FAIRBANKS, Alaska (KTUU) - Powerful waves are being thrown at coastal communities, pushed from volatile winter storms which eat away at the land gradually over time. Though tides are naturally occurring, these choppier waters pose real threats to towns and villages which rest on vulnerable land.
Now, a new pilot program has been launched to look into why this is happening so frequently, and what it is doing to Alaska's coastline.
Researchers with the University of Alaska Fairbanks are using "storm-surge sensors" to collect new data about the severe winter storms.

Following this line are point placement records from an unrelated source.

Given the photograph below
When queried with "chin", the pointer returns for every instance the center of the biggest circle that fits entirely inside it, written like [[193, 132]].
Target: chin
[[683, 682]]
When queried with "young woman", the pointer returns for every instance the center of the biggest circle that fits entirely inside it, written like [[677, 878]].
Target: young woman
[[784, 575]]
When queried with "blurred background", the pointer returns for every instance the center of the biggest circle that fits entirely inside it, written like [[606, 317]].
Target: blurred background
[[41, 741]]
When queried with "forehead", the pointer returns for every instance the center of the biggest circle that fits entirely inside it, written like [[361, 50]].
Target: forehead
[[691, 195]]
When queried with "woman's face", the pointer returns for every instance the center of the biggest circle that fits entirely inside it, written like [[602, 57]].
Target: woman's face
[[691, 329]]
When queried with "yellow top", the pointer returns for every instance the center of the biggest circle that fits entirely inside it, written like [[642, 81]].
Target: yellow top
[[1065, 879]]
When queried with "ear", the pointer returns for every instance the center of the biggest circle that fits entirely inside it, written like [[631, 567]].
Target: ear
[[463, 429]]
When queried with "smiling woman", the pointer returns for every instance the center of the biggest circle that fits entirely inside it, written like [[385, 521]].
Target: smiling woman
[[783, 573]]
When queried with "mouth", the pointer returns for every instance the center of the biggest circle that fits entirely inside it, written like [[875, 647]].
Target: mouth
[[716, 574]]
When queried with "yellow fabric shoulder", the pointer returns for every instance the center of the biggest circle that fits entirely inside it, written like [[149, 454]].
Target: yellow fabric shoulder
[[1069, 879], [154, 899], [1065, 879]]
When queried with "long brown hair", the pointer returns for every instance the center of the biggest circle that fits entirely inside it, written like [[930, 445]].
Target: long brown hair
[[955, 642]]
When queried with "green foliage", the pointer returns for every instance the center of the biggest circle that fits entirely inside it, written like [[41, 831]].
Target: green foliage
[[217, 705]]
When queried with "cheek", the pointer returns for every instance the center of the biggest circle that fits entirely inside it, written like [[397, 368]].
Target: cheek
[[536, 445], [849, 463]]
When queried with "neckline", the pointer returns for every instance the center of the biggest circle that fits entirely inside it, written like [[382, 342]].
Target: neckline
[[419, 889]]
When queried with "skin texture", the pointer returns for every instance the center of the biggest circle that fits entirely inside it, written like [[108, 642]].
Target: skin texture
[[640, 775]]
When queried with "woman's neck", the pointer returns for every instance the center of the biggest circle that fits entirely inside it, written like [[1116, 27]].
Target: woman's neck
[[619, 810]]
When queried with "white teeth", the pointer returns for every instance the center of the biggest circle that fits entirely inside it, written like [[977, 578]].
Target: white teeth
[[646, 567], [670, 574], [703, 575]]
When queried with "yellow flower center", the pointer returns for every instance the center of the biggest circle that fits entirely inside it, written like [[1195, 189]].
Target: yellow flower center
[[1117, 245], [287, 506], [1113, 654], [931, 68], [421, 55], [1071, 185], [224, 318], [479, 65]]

In a statement issued by UAF, they say this research was necessitated by the storms "slowly claiming several erosion-ravaged Northwest Alaska villages."
In Kivalina, Shaktoolik and Shishmaref, Nick Konefal, a research engineer at the Alaska Center for Energy and Power, has deployed the sensors to better record exactly what is happening to the land there.
The goal of this data is to measure the storm frequency, which could provide answers into factors like climate change and shrinking sea ice, which is only half of the equation.
“These are small communities, and they know every square inch of the land,” Konefal said. “If you talk to locals they say the storms are getting bigger, but there’s not a lot of data out there.”
The sensors, which are mounted on tripods and planted near water lines in the communities, are activated to collect data during peak winter storm months from October to December.
Konefal said the ultimate goal of the project is to better predict winter storms and their potential for damage.
“If the storms are getting bigger, we want to know what’s happening,” he said.